A good example is my post yesterday about the gigantic flustercuck that the war in Iraq is fast becoming, drawn largely from analysis by my friend Paul de Armond, aka Warbaby at World in Conflict. The thrust was accurate, but some of my conclusions were way off.
Paul weighs in with a useful corrective today:
- Polycentric Iraqi Nationalism
Anyone grasping for a single convenient handle on the Iraqi resistance is going to have a small piece of a big problem. The resistance movement behind the growing turmoil is a welter of competing and conflicting factions. ...
Saddam Hussein's tyranical Baathist regime was more like a giant organized crime family than a government. What we are now seeing is a transnational gang war for the spoils of Iraq.
Saddam may have planned for a resistance before the invasion, but after setting the juggernaut in motion he is now in hiding. As was the case with his sons, Hussein's big problem right now is staying out of sight. The notion that he would expose himself to death or capture by serving as centralized command and control node in a resistance network is the least likely of all possible circumstances.

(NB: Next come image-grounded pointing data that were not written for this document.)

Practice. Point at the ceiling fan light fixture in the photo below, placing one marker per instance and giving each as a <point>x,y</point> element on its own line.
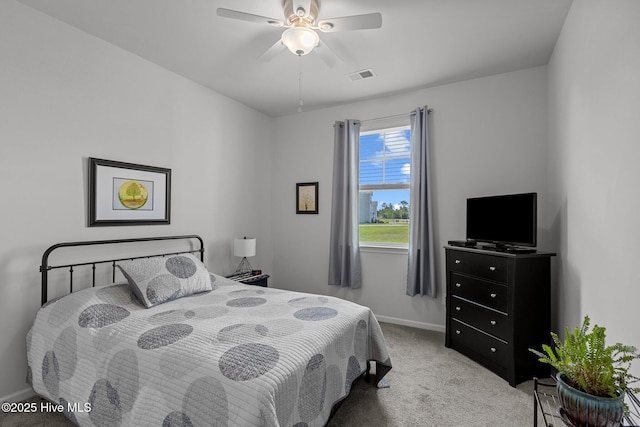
<point>300,40</point>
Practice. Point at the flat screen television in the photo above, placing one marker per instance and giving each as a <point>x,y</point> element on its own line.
<point>506,220</point>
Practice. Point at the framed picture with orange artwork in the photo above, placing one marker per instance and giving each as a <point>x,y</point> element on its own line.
<point>307,198</point>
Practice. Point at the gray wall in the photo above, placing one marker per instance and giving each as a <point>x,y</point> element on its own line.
<point>489,137</point>
<point>66,96</point>
<point>594,175</point>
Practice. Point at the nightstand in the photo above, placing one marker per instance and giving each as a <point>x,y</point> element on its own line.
<point>250,279</point>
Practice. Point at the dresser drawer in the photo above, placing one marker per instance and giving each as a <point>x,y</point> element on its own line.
<point>486,346</point>
<point>489,321</point>
<point>490,294</point>
<point>479,265</point>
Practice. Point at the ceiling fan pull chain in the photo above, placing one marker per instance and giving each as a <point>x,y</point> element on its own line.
<point>300,103</point>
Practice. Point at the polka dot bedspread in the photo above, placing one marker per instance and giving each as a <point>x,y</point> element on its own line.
<point>239,355</point>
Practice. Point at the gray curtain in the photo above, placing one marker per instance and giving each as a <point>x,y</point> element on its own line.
<point>421,278</point>
<point>344,250</point>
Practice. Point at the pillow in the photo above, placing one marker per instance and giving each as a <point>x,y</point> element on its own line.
<point>161,279</point>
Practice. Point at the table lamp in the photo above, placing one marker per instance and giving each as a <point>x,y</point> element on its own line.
<point>244,248</point>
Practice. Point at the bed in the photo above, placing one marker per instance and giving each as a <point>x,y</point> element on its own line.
<point>219,353</point>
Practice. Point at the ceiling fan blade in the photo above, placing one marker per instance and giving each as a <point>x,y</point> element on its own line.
<point>235,14</point>
<point>272,51</point>
<point>349,23</point>
<point>327,55</point>
<point>305,5</point>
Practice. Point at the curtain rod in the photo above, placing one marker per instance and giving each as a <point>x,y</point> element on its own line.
<point>395,116</point>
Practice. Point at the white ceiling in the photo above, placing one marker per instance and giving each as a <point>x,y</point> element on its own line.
<point>421,43</point>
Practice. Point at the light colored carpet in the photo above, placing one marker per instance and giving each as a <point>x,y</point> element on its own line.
<point>430,386</point>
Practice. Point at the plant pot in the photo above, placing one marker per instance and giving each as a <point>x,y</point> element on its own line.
<point>586,410</point>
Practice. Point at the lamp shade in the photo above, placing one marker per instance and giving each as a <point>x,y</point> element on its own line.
<point>244,247</point>
<point>300,40</point>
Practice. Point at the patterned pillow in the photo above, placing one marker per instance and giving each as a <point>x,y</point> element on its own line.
<point>161,279</point>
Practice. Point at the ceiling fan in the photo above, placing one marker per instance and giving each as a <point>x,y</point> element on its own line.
<point>300,36</point>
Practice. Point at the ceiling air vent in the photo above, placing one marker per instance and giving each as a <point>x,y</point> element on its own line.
<point>361,75</point>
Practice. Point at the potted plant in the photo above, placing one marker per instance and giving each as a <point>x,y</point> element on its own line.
<point>592,377</point>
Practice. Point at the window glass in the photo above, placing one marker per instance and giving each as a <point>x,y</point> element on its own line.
<point>385,168</point>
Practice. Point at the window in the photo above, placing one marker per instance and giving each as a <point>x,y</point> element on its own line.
<point>385,168</point>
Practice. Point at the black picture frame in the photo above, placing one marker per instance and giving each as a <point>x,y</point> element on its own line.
<point>307,198</point>
<point>128,194</point>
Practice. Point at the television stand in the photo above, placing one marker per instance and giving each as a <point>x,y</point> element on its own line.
<point>498,307</point>
<point>509,249</point>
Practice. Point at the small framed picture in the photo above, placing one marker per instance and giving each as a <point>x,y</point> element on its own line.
<point>128,194</point>
<point>307,198</point>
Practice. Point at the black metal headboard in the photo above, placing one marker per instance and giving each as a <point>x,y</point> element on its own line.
<point>45,267</point>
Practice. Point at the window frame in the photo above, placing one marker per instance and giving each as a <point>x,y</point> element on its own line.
<point>396,123</point>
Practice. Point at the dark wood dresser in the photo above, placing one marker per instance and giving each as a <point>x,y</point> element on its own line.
<point>499,306</point>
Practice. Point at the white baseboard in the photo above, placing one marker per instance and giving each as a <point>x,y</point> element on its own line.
<point>411,323</point>
<point>18,396</point>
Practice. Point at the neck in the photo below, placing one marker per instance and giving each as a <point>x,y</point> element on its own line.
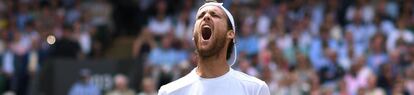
<point>212,67</point>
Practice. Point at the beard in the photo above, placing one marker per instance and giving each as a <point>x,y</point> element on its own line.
<point>216,45</point>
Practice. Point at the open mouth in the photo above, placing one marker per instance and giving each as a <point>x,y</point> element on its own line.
<point>206,33</point>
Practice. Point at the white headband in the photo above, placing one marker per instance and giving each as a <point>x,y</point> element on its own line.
<point>230,17</point>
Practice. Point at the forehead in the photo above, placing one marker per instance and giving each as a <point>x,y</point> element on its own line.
<point>215,9</point>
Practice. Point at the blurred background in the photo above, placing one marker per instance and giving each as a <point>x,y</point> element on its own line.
<point>132,47</point>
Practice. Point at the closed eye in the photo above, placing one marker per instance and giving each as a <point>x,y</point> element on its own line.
<point>201,15</point>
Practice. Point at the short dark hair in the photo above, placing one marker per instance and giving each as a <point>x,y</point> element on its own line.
<point>231,44</point>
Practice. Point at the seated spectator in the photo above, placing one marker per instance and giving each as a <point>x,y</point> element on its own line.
<point>357,76</point>
<point>400,33</point>
<point>372,88</point>
<point>316,53</point>
<point>376,53</point>
<point>121,86</point>
<point>66,46</point>
<point>332,71</point>
<point>160,24</point>
<point>248,41</point>
<point>143,44</point>
<point>148,87</point>
<point>84,86</point>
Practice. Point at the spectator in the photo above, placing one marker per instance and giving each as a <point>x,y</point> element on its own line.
<point>148,87</point>
<point>248,41</point>
<point>362,32</point>
<point>160,24</point>
<point>332,71</point>
<point>316,55</point>
<point>67,46</point>
<point>121,86</point>
<point>401,32</point>
<point>363,6</point>
<point>357,76</point>
<point>372,88</point>
<point>143,44</point>
<point>84,86</point>
<point>377,54</point>
<point>245,67</point>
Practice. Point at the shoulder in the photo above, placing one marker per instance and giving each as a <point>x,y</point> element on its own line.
<point>257,86</point>
<point>247,79</point>
<point>177,85</point>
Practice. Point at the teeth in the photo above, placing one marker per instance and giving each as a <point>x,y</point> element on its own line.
<point>206,32</point>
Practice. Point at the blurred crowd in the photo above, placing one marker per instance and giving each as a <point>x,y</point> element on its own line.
<point>33,31</point>
<point>298,47</point>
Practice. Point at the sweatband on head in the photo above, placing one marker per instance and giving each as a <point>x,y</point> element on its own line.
<point>231,19</point>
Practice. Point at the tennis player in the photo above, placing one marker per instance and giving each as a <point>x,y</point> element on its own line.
<point>214,38</point>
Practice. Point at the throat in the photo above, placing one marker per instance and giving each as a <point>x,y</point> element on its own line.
<point>212,68</point>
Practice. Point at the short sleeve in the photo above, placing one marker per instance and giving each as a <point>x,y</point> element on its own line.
<point>264,90</point>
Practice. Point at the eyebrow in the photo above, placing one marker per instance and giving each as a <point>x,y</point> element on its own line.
<point>212,10</point>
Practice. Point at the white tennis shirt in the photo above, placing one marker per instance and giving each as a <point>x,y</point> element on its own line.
<point>231,83</point>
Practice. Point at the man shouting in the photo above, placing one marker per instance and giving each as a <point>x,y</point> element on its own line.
<point>214,38</point>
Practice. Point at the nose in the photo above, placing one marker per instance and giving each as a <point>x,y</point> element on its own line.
<point>207,17</point>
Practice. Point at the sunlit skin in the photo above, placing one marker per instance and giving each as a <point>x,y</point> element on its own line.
<point>212,50</point>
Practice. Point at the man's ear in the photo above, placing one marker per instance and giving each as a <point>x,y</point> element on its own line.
<point>230,34</point>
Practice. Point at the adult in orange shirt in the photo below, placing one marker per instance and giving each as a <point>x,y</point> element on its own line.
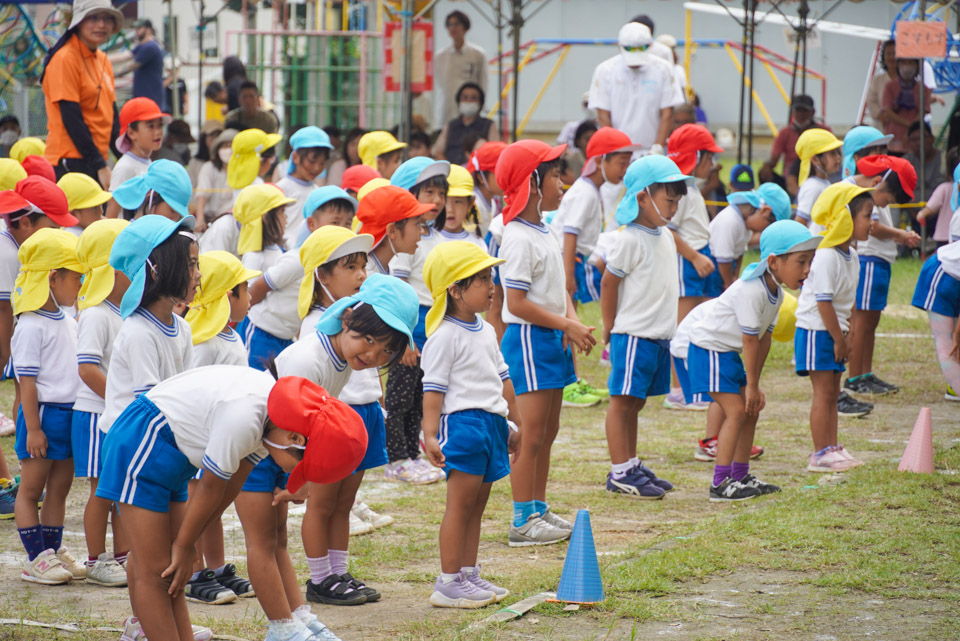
<point>79,93</point>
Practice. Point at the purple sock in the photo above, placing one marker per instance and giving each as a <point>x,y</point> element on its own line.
<point>52,537</point>
<point>32,539</point>
<point>720,472</point>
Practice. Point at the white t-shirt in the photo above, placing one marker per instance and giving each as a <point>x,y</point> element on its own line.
<point>222,234</point>
<point>581,214</point>
<point>692,222</point>
<point>534,263</point>
<point>298,189</point>
<point>729,236</point>
<point>277,312</point>
<point>145,352</point>
<point>44,345</point>
<point>129,166</point>
<point>9,264</point>
<point>833,277</point>
<point>807,195</point>
<point>746,307</point>
<point>217,415</point>
<point>410,266</point>
<point>634,97</point>
<point>98,327</point>
<point>225,348</point>
<point>646,261</point>
<point>314,358</point>
<point>463,362</point>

Paul gives a nice rundown of some of the various factions that are now converging on Iraq and our sitting-duck military. It isn't pretty. Go read.
None of this, by the way, negates my suggestion of historic parallels to the First Anglo-Afghan War -- in some ways, it more closely resembles that scenario.
Incidentally, I'm not sure that I agree with Paul that getting out of Iraq summarily may not be "a bad idea." I think it is a bad idea. It's just that the alternatives may be much, much worse.